RASULULLAH adalah sosok pria yang ketika beliau dengan kesabaranya menghadapi banyak sikap dari para istri beliau. Beliau adalah seorang suami yang rela berdiri berjam-jam untuk menjadi sandaran istrinya( Aisyah) ketika ia ingin melihat suatu pertunjukan olah raga pedang para sahabat. padahal waktu itu usia beliau sudah masuk usia senja. Beliau juga tidak serta merta memarahi istrinya (Aisyah) ketika ia salah memasukkan sesuatu kedalam minuman Rasulullah , yang seharusnya ia masukkan gula namun GARAM yang tercampur didalamnya , namun dengan bijaknya beliau tersenyum dan berkata wahai Istriku minuman yang kau buat sangatlah nikmat, Aisyah pun menjawab benarkah Ya...Rasulullah?" kemudian Aisyah mencicipi minuman tersebut dan..Wajahnya memerah karena sangat malu juga khawatir kalau kalau Rasulullah marah. Namaun Rasulullah sudah dapat membaca kekhawatiran tersebut dan tersenyum pada istrinya dengan penuh sayang.

Begitulsh beliau, amat menghormati dan menyayangi istri- istrinya. Beliau amat paham bagaimana bersikap kepada seorang kaum hawa. Beliau ajarkan hal ini pada kerangka kehidupan berumah tangga.

Namun lain halnya ketika dalam kehidupan sehari-hari Allah dan RasulNya mengajarkan bagaimana bersikap terhadap seorang wanita ketika ia adalah tidak ada hubungannya dalam tali yang menghalalkan kaum hawa bagi kaum adam( bukan mahram). Wanita haruslah dihormati, dijaga, dan dihargai. Menjaganya dengan cara bagaimana ia agar tetap menjadi mutiara yang berkilau ditengah lumpur pekat. Menghormati ia dengan tidak mengatakan hal-hal yang dapat membuatnya lupa dengan apa yang menjadi perintah Allah dan RasulNya, menjaganya dengan mengingatkan ia akan hal - hal yang dapat membahayakan dirinya dengan santun dan baiak.

Wanita amat lemah dan mudah sekali goyah jika ia mendapatkan sebuah perhatian berlebih dari lawan jenisnya. Maka jangan biarkan ia mengharapkan itu dari seorang yang laki-laki yang memang belum berhak atas dirinya.

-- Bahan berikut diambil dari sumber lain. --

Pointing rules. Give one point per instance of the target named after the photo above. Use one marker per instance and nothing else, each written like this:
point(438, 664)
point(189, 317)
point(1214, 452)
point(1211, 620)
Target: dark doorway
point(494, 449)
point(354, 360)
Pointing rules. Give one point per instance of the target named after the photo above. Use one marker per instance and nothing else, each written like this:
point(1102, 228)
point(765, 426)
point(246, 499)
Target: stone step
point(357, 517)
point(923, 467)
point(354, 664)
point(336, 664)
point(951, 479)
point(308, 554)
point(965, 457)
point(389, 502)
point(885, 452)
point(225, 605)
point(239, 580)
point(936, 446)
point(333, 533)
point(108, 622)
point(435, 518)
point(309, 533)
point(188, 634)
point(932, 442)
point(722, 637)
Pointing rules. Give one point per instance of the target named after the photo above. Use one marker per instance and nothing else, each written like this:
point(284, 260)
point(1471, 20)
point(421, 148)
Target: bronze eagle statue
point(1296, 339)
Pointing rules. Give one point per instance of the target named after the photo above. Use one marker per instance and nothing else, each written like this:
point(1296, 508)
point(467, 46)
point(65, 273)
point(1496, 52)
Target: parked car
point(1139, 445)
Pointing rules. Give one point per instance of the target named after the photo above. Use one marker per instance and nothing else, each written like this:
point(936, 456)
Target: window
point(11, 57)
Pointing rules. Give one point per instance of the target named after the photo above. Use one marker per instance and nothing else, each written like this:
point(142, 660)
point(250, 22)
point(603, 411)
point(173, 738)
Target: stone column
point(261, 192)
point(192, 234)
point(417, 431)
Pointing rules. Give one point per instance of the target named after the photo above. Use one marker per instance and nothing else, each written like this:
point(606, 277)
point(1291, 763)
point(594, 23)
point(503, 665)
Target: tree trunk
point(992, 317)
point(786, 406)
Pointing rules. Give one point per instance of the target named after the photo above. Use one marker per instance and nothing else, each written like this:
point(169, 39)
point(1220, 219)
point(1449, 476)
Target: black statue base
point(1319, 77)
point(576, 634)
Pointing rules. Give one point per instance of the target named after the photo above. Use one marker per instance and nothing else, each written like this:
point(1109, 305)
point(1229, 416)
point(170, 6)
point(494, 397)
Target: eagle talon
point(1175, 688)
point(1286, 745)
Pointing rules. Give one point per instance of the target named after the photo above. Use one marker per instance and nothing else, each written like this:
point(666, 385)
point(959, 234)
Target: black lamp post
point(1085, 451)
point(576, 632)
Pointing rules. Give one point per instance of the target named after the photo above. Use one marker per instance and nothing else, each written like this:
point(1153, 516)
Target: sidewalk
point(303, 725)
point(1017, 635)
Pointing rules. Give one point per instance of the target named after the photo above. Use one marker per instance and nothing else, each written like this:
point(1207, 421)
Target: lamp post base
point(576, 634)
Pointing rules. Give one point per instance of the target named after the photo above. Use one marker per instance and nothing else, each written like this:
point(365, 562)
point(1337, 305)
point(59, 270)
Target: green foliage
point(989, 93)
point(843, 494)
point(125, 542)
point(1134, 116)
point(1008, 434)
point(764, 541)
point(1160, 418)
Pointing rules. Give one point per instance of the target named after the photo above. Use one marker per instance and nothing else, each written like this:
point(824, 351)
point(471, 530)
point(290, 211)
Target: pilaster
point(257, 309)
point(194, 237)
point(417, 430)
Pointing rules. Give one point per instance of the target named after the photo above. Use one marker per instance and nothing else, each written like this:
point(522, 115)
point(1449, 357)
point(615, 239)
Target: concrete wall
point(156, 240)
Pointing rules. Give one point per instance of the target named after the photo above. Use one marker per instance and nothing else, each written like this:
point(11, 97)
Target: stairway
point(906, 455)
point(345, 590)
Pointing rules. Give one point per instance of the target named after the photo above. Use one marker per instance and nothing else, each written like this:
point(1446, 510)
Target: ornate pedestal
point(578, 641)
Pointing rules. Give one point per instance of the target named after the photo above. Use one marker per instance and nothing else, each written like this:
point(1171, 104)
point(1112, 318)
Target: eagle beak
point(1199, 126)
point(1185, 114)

Wanita amat lembut dan peka perasaanya maka jangan biarkan ia terbuai dengan kata- kata manis yang memang dapat melepas tabir hijabnya terhadap kaum adam yang belum berhak atas dirinya. wanita adalah makhluk yang mudah suka terhadap sesuatu namun jangan biarkan dia mudah mengungkapkan apa yang ada dalam hatinya kepada orang yang belum berhak atas dirinya karna itu membuat ia tak lagi berizah.

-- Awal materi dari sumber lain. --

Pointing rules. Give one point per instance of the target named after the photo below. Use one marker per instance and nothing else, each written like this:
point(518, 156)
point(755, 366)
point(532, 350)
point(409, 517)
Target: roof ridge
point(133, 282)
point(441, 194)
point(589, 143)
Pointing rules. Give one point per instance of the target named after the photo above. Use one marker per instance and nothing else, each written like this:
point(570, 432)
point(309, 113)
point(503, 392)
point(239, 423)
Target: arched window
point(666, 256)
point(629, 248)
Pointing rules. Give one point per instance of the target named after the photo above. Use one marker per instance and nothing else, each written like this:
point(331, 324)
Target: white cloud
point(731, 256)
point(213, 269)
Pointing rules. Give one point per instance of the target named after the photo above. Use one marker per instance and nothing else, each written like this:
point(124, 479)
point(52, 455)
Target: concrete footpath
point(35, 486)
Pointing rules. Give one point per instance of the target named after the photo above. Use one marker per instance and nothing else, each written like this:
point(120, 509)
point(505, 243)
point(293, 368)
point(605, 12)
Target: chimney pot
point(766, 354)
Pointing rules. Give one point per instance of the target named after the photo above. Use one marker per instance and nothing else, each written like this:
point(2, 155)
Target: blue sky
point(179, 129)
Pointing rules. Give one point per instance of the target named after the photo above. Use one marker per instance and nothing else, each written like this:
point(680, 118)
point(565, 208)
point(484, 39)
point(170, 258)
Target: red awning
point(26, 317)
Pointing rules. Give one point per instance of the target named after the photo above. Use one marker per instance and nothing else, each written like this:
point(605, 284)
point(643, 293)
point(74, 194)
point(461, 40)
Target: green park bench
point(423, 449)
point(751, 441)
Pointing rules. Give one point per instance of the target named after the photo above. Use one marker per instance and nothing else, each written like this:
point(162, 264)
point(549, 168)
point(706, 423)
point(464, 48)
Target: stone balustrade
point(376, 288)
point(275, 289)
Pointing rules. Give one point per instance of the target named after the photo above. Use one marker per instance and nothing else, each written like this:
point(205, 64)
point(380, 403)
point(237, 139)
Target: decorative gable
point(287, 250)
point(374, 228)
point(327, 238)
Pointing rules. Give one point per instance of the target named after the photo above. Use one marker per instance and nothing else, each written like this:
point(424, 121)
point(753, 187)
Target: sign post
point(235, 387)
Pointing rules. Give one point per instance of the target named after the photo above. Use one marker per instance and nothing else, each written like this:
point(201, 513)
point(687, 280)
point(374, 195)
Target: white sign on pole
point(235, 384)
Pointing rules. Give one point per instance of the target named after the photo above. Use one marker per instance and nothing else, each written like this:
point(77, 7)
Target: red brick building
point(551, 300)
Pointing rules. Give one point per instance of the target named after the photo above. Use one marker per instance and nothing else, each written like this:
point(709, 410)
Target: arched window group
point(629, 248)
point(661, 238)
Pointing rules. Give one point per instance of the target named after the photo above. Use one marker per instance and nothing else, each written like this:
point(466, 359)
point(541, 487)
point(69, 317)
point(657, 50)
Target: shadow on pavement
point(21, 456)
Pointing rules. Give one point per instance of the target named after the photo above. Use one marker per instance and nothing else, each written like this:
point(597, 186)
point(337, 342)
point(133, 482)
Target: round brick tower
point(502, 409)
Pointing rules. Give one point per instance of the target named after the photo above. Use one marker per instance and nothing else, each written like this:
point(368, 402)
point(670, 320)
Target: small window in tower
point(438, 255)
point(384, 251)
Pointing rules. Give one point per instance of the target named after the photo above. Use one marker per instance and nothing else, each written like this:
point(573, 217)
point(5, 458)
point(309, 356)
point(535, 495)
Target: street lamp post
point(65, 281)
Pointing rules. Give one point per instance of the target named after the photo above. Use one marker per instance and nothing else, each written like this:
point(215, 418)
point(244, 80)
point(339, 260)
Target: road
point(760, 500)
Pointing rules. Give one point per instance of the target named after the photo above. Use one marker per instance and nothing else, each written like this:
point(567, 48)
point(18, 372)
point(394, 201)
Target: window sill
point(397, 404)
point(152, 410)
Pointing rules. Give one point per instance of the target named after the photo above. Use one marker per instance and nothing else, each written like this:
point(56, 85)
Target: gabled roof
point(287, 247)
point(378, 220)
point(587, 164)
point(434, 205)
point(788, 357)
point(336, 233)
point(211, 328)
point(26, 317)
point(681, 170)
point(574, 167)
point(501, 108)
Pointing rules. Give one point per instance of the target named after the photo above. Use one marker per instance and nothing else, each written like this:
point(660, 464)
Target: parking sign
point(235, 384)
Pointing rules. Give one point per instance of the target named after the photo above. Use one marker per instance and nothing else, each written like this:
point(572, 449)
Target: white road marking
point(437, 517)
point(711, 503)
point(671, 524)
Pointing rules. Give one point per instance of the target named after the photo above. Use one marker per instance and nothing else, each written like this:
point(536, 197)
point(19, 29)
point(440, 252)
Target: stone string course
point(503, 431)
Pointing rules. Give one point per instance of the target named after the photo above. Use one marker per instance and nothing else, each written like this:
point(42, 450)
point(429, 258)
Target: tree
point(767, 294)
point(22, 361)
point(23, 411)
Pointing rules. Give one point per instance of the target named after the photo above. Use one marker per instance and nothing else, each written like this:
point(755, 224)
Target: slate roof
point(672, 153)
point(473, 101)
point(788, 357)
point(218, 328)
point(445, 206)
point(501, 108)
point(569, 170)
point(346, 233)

Wahai kaum adam mulailah saat ini untuk menghormati, menghargai, dan menjaga wanita, janganlah kau biarkan ia menjadi tempatmu mengadu dan berkeluh kesah karna kaupaun akan lemah karnanya, jangan biarkan dirimu menjadikan ia sebagai wadah ajakan nafsu yang menyesatkan . Wanita amatlah lemah pendengaranya maka janganlah kau puji ia dengan kata- kata keduniaan, tapi pujilah ia dengan mengatakan ....BAHWA IA LEBIH BERHARGA DARI BIDADARI SYURGA KETIKA TAQWA MENJADI PERHIASANNYA & AMAL BAIK MENJADI KERJA KERASNYA.